DESKJABAR – Diantara sebagian orang-orang yang senang berkelana sengaja berjalan-jalan menaiki kereta api lokal Padalarang-Bandung-Cicalengka, ada semacam “mencari oleh-oleh” setibanya di Stasiun Cicalengka, yaitu makanan sate jebred.
Sate jebred dari Cicalengka dibuat dari bagian kulit sapi yang lembut, dengan bumbu rempah-rempah koneng atau ada yang menyebutnya “kunyit”, dan warnanya kuning dengan taburan paru dan kelapa yang padat.
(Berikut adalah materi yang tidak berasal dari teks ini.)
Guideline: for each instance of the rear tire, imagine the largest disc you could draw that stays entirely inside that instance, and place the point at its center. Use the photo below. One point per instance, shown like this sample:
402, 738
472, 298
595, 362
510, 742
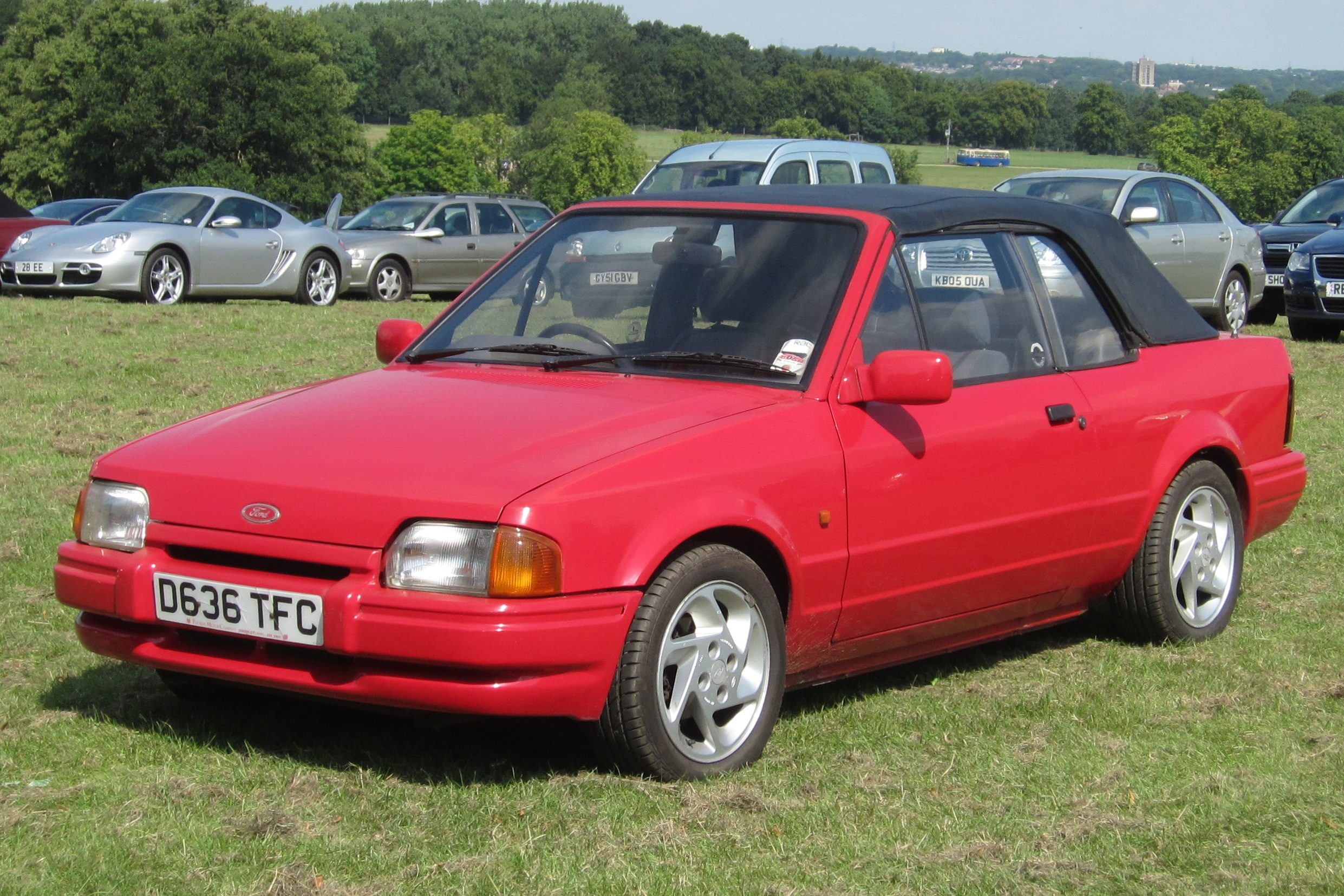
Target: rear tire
1308, 331
1184, 581
701, 679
Bagi para pelancong yang tiba di Stasiun Cicalengka, biasanya dengan mudah menemukan penjual pengasong sate jebred karena suka menjajakan jualannya di sekitaran lokasi.
Penjualan
Menurut Eni, produksi sate jebred sebenarnya cukup lama waktunya rata-rata 12-14 jam, mulai membersihkan, merebus, mengerat-ngerat, menusukkan, membumbui, merebus kembali, sampai dijual lagi.
Rata-rata sate jebred mulai diambil para pengasong saat dini hari dan siang hari, dan umumnya habis terjual sore hari, yang belum terjual bisa disimpan dengan direbus lagi sampai dijajakan lagi esok harinya.
Soal pasokan tusuk sate, katanya, juga berasal dari warga Kampung Balong sendiri, karena pasokan rumbun bambu masih cukup banyak. Usaha membuat sate jebred dan membuat tusuk sate pun tak mengenal waktu, namun bagi warga yang menggeluti usaha pertanian menjadi tambahan usaha sehari-hari sambil menunggu panen padi.
Baca Juga: Pasar Jagung Bakal Meninggi, Peluang Usaha Pertanian Tahun 2023
Disebutkan, usaha memproduksi sate jebred memang lumayan baik hasilnya, misalnya jika modal usaha Rp 175.000/hari, dapat diperoleh laba sampai Rp 300.000/hari jika dijual langsung.
Karena para pembuat sate jebred pun lebih suka berbagi usaha dengan mereka yang menjadi pedagang pengasong, laba pun tak sebesar itu. “Ya etang-etang saling masihan usaha ka anu sanes (hitung-hitung memberikan lapangan pekerjaan bagi orang lain),” ujarnya.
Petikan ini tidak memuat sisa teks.